05-19-2022, 12:18 PM
(05-18-2022, 06:05 PM)jabor Wrote:
- I certainly appreciate your very reasonable viewpoint to look at the studies currently available , which clearly showed no consensus. Just an FYI, I had googled and read the summaries of a few studies before I posted and sided with wearing a brace.
- In my mind, the benefit is not protecting the knee from the full weight of a 300 lb guy falling on it; I don't know if that's how most knee injuries occur. I am more interested in reducing stress at the limits of the knee, especially if it's been injured before.
- As for relying on team Drs... I'm absolutely fine with that. However, don't be that person (NOT "you" specifically) who bitches and questions the medical team's treatment and recovery strategy when an injury occurs/recurs because those damn Drs "obviously" let that player come back too soon
Yes, no consensus. As in no consensus bracing prevents ACL tears. If they prevented ACL tears, then there would be a consensus.
To understand why there isn't a consensus you need to understand the mechanism of injury that causes an ACL tear. Then you can understand how the brace can stabilize the knee. And also, how the brace can't.
Mechanism of ACL Tear : Wheeless' Textbook of Orthopaedics (wheelessonline.com)
Quote: - ACL tears most often occur during football and basketball in younger patients, and occur most often from skiing injuries in older patients;
- substantial anterior tibial shear forces that stress ACL are produced from quadriceps contraction, esp in 0-30 deg of extension;
- typically, the ACL is torn in a noncontact deceleration situation that produces a valgus twisting injury;
- this usually occurs when the athlete lands on the leg and quickly pivots in the opposite direction. (see pivot shift)
- mechanisms reported as possibly able to disrupt ACL w/ minimal injury to other structures are:
- extension or hyperextension
- marked internal rotation of tibia on femur (may be most important);
- pure deceleration
- valgus position
The ACL prevents the tibia from sliding forward past the femur (translation) and stabilizes rotation. When an athlete changes direction suddenly they decelerate and plant their outside foot this creates shear forces in that tibial translation plane. They are also going to rotate their upper body towards the new direction which causes shear forces in that rotational plane. The femur and tibia are going in two opposite directions in two different planes. Functional ACL bracing might help stabilize translation if it doesn't slip at all. But they do very little to stabilize rotation. If you can't prevent over rotation, you can't prevent an ACL tear. And 0-30 degrees of knee extension is normal range of motion.

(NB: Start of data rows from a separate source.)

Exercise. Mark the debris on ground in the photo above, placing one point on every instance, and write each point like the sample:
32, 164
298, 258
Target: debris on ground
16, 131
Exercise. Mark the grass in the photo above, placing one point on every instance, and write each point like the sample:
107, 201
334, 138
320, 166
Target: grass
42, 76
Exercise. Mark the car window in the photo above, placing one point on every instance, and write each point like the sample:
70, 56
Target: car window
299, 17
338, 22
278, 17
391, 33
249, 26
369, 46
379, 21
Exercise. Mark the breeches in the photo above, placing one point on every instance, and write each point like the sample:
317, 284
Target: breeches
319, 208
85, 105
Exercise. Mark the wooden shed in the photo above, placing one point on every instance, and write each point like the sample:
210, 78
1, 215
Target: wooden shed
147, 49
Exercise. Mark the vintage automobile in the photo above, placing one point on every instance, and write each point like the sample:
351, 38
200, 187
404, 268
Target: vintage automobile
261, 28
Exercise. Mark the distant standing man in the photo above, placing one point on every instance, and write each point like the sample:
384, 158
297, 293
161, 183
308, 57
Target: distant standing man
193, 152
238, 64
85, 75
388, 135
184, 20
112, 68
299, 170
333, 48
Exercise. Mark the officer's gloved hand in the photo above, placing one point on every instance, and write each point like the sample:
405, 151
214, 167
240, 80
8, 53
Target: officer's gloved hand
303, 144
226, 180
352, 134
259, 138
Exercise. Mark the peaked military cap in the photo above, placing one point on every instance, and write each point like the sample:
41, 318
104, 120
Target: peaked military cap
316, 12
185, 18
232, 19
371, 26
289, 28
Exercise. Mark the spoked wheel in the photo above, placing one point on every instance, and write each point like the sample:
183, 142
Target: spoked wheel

Test it yourself. Go get yourself a cheap hinged knee brace and put it on correctly. Bend your knee slightly. Without putting weight on that leg try rotating your foot in and out. If you can rotate your foot, you can tear your ACL. Or just stand on the one leg which is braced. Turn you upper body left and right. If you can rotate your body that brace can't prevent a twisting injury to the knee.